1. Fewer patients in the thrombectomy group achieved an MRS score of 0-2 at 90 days compared to thrombectomy with alteplase (57% vs. 65%).

2. Thrombectomy with alteplase resulted in significantly increased post-stroke reperfusion rate.

Evidence Rating Level: 1(Excellent)

Study Rundown: Thrombectomy with alteplase is touted to be the first-line therapy for eligible patients presenting with acute ischemic strokes. However, whether the efficacy of thrombectomy alone is comparable to thrombectomy with alteplase remains unclear. This randomized controlled trial aimed to determine whether thrombectomy alone was non-inferior to thrombectomy with intravenous alteplase in patients hospitalized with acute ischemic stroke. The primary outcome was a Modified Rankin Scale (MRS) score of 0-2 at 90 days while the main safety endpoint was symptomatic intracranial hemorrhage. Key secondary outcomes included mortality, change in National Institutes of Health Stroke Scale (NIHSS) score, and quality of life (EuroQoL 5D-3L) at 90 days. According to the study results, fewer patients randomized to thrombectomy alone achieved a MRS score between 0-2 compared to thrombectomy plus alteplase. Additionally, the proportion of patients with successful reperfusion was significantly lower among those who received thrombectomy only compared to thrombectomy with alteplase. This study was strengthened by a large sample size, longitudinal follow-up, and inclusion of individuals with similar baseline characteristics.
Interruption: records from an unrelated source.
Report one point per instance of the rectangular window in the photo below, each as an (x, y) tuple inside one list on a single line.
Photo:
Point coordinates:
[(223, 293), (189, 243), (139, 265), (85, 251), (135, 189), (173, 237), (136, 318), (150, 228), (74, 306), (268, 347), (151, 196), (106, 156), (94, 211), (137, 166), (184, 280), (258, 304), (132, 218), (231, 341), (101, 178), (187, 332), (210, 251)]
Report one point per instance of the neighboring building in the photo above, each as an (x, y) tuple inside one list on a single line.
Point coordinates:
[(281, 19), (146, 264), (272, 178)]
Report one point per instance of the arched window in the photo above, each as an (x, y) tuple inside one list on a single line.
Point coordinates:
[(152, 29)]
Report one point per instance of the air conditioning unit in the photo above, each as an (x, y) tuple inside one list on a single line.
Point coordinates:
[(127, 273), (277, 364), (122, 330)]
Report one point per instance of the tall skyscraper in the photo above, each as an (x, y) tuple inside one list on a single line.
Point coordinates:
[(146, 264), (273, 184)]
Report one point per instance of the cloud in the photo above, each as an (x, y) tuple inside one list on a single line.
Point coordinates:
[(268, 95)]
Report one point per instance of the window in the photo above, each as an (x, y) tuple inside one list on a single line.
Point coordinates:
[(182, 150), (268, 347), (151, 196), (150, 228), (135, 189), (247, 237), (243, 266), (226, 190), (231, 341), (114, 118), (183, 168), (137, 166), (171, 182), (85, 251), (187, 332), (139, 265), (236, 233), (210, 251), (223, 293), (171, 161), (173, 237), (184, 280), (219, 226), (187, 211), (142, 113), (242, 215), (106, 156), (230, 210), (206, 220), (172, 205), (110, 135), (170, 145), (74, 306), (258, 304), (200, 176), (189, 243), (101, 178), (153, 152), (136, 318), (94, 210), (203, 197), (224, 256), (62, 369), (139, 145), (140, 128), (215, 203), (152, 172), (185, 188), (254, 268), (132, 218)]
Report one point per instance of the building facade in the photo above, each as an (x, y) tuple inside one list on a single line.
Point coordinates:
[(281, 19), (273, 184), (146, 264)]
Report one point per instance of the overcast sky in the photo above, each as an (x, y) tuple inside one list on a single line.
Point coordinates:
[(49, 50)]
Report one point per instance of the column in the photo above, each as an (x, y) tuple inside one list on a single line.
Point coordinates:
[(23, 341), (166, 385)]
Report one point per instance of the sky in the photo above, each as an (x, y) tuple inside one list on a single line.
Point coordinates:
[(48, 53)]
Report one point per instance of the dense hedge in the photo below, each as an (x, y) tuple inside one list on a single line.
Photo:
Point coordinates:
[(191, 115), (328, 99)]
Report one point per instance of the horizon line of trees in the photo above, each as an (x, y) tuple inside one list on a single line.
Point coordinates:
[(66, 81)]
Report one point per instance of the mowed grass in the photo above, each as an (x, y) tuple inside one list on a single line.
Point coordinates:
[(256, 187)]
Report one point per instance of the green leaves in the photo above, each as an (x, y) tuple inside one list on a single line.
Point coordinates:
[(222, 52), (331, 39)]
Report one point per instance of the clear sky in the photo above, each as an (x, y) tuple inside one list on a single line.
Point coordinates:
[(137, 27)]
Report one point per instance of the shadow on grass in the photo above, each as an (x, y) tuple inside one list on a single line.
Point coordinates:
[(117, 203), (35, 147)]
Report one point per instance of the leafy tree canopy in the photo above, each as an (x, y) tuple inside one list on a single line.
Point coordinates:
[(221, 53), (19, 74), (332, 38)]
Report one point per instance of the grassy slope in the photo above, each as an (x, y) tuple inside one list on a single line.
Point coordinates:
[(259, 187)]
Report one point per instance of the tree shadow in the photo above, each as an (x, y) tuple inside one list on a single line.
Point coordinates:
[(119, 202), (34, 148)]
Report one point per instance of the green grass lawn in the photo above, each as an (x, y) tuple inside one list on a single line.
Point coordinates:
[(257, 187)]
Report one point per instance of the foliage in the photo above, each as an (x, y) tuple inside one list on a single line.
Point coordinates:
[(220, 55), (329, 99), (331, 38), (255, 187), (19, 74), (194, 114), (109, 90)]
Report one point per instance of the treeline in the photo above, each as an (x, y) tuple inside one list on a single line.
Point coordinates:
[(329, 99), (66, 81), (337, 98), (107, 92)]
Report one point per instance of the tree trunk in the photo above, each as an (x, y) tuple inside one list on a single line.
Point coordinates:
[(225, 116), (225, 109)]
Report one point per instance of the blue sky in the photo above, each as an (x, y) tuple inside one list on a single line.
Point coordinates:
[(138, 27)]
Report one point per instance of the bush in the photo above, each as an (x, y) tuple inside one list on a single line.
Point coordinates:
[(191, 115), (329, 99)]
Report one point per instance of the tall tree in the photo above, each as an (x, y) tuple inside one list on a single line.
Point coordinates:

Click to read the study in The Lancet

Relevant Reading: Endovascular Thrombectomy with or without Intravenous Alteplase in Acute Stroke

In-depth [randomized-controlled trial]: From Nov 29, 2017, and May 7, 2021, 5215 patients were assessed for eligibility across 48 tertiary care centers in Canada and Europe. Included were patients with an acute ischemic stroke in the last 4.5 hours and were eligible for both intravenous thrombolysis and endovascular thrombectomy. Altogether, 408 patients (201 to thrombectomy and 207 to thrombectomy with alteplase) were included in the final analysis. Among those randomized to thrombectomy and alteplase, the median interval between arrival at the emergency department and first dose of alteplase was 55 minutes. Regarding the primary outcome, fewer patients with thrombectomy achieved a MRS score of 0-2 at 90 days compared to thrombectomy with alteplase (57% vs. 65%, risk difference [RD] -7.3%, 95% confidence interval [CI] -16.6 to 2.1; predefined non-inferiority margin = -12.1%). This was also the case for successful post-stroke reperfusion rates (91% thrombectomy vs. 96% thrombectomy with alteplase; RD -5.1%, 95% CI -10.2 to 0.0, p=0.047). Both groups were comparable for symptomatic intracranial hemorrhage (2% thrombectomy vs. 3% thrombectomy plus alteplase, RD -1.0%, 95% CI -4.8 to 2.7). Findings from this study suggest that for patients eligible for thrombolytic therapy, thrombectomy alone was inferior to thrombectomy with alteplase for management of acute ischemic strokes.